Dame Tessa Jowell: Cancer patient takes solace in words of Seamus Heaney
A FORMER cabinet minister diagnosed with brain cancer has said she has taken solace from the late Nobel Laureate Seamus Heaney.
Labour peer Dame Tessa Jowell told BBC Radio 4's Today programme that the Co Derry poet's words had affected her.
"I was deeply touched by Seamus Heaney's last words when he said 'do not be afraid'," she said.
"I am not afraid, I feel very clear about my sense of purpose and what I want to do and how do I know how long it's going to last?
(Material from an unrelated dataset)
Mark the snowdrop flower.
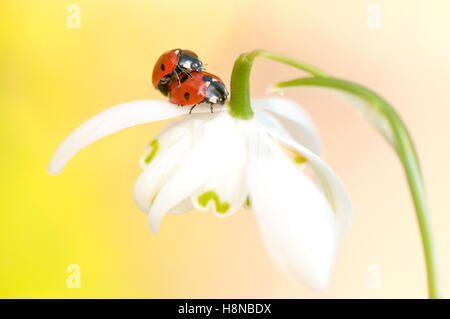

I'm certainly going to do everything I can to make it a very long time."
Baroness Jowell was one of the Labour Party's best known faces during Tony Blair's era and was hailed as the woman who brought the Olympics back to Britain as culture secretary.
She said cancer patients should be free to take the risk of undergoing innovative treatments on the NHS.
Dame Tessa called for more opportunities for "adaptive trials" in which patients can undergo different treatments and if one does not work they can immediately move on to the next.
The Labour peer said she was "absolutely 100%" focused on staying alive as she prepared to deliver a speech to the House of Lords today on making new cancer treatments available through the NHS.
Explaining adaptive trials in her first interview on cancer since being diagnosed with brain tumour known as glioblastoma last May, Dame Tessa said the trials are "exactly the kind of risk that patients should be free to take, it should be a risk that they have the chance to take, and it's certainly what somebody like me wants".
Dame Tessa has been treated in London on the NHS but had advice from the US and consulted a doctor in Germany.